In 1815 Trevithick took out a farther patent, embodying several important applications of steam-power. One of these consisted in "causing steam of a high pressure to spout out against the atmosphere, and by its recoiling force to produce motion in a direction contrary to the issuing steam, similar to the motion produced in a rocket, or to the recoil of a gun." This was, however, but a revival of the ancient Œolipile described by Hero, and known as "Hero's engine."
In another part of his specification Trevithick described the screw-propeller as "a screw or a number of leaves placed obliquely round an axis similar to the vanes of a smoke-jack, which shall be made to revolve with great speed in a line with the required motion of the ship, or parallel to the same line of motion." In a second part of the specification, he described a plunger or pole-engine in which the steam worked at high-pressure. The first engine of this kind was erected by Trevithick at Herland in 1815, but the result was not equal to his expectations, though the principle was afterward successfully applied by Mr.

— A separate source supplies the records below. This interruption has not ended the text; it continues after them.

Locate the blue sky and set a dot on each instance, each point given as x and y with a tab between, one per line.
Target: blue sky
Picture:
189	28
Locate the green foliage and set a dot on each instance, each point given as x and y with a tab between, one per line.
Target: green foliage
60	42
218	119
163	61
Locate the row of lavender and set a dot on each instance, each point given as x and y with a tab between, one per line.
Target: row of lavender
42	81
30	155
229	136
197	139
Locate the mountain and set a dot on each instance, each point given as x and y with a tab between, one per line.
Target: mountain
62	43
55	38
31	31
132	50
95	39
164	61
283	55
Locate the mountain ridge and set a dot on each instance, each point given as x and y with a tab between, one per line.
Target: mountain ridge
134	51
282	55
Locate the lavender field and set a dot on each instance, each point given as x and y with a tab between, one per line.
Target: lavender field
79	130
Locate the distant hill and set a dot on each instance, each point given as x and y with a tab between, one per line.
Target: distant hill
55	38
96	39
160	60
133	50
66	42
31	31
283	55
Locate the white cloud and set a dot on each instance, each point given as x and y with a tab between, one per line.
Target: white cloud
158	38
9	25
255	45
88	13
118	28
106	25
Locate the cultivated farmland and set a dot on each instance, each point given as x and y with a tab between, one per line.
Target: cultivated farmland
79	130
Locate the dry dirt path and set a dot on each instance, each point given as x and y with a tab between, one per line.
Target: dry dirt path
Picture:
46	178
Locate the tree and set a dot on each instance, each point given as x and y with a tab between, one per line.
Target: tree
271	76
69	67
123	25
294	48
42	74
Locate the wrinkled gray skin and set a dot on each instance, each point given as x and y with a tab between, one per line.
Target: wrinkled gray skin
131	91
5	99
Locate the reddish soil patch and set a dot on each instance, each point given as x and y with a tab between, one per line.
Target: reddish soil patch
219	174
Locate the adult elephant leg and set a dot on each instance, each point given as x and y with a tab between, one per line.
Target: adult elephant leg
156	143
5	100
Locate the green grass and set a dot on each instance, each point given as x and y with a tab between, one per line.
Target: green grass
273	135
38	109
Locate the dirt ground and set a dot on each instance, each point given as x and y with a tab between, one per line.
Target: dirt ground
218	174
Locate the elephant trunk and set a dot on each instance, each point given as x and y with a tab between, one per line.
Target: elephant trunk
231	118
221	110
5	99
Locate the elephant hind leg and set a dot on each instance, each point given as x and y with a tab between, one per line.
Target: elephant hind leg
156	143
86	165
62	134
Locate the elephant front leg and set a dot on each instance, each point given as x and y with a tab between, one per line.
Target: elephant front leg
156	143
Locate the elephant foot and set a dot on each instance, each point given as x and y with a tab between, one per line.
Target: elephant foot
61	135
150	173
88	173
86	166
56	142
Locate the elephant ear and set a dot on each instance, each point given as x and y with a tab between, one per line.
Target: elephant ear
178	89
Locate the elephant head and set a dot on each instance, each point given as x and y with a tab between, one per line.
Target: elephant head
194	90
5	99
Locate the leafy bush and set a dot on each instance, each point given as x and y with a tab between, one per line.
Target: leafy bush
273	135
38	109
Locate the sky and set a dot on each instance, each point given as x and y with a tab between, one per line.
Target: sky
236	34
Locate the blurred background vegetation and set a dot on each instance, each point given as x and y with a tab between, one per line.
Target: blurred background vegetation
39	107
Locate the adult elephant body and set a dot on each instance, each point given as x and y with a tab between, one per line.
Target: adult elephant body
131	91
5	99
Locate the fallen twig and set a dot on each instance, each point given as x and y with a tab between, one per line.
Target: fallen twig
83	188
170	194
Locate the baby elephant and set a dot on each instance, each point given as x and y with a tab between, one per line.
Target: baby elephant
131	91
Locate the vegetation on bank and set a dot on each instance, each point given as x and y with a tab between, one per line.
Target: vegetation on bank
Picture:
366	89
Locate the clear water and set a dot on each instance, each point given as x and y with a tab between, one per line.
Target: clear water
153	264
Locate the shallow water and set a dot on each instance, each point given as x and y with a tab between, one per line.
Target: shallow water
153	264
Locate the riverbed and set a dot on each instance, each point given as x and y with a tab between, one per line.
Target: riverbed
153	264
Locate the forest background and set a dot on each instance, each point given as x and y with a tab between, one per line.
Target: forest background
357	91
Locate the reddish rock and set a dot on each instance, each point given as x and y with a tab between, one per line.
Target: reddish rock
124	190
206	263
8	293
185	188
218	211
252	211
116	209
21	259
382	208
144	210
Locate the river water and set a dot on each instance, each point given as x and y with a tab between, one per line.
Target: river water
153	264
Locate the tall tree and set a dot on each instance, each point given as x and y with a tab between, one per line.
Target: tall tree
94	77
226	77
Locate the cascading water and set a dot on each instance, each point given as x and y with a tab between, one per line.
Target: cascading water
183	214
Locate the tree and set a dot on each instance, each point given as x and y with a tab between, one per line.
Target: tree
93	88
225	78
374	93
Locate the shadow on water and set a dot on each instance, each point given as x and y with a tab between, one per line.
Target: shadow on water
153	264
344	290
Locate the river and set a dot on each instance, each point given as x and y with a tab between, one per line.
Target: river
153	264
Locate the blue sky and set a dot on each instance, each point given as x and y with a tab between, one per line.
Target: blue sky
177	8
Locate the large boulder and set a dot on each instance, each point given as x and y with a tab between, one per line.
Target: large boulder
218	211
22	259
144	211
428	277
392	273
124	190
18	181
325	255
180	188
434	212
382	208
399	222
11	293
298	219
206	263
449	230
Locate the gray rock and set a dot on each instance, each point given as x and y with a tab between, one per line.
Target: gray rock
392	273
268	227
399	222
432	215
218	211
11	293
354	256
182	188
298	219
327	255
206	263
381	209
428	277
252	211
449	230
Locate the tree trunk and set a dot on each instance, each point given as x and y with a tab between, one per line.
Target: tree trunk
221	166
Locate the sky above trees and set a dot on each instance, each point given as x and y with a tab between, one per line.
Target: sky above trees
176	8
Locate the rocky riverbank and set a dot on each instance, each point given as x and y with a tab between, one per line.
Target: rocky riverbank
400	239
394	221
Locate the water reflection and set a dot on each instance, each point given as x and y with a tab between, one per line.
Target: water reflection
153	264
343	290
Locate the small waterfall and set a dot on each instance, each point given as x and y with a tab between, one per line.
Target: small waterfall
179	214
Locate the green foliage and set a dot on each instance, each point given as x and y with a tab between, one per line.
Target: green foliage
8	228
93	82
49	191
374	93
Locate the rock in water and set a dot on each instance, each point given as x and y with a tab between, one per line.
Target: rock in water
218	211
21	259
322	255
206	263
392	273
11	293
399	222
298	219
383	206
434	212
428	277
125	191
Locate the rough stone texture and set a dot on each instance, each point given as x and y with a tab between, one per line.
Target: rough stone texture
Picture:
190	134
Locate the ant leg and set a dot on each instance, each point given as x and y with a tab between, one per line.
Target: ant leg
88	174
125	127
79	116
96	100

William Sims, who purchased the patent-right.
In this specification Trevithick also described a tubular boiler of a new construction for the purpose of more rapidly producing high-pressure steam, the heating surface being extended by constructing the boiler of a number of small perpendicular tubes, closed at the bottom, but all opening at the top into a common reservoir, from whence they received their water, and into which the steam of all the tubes was united.
While Trevithick was engaged in these ingenious projects, an event occurred which, though it promised to issue in the most splendid results, proved the greatest misfortune of his life. We refer to his adventures in connection with the gold mines of Peru. Many of the richest of them had been drowned out, the pumping machinery of the country being incapable of clearing them of water. The districts in which they were situated were almost inaccessible to ordinary traffic, all transport being conducted on the backs of men or of mules. The parts of an ordinary condensing engine were too ponderous to be carried up these mountain heights, and it was evident that, unless some lighter sort of engine could be employed, the mines in question must be abandoned.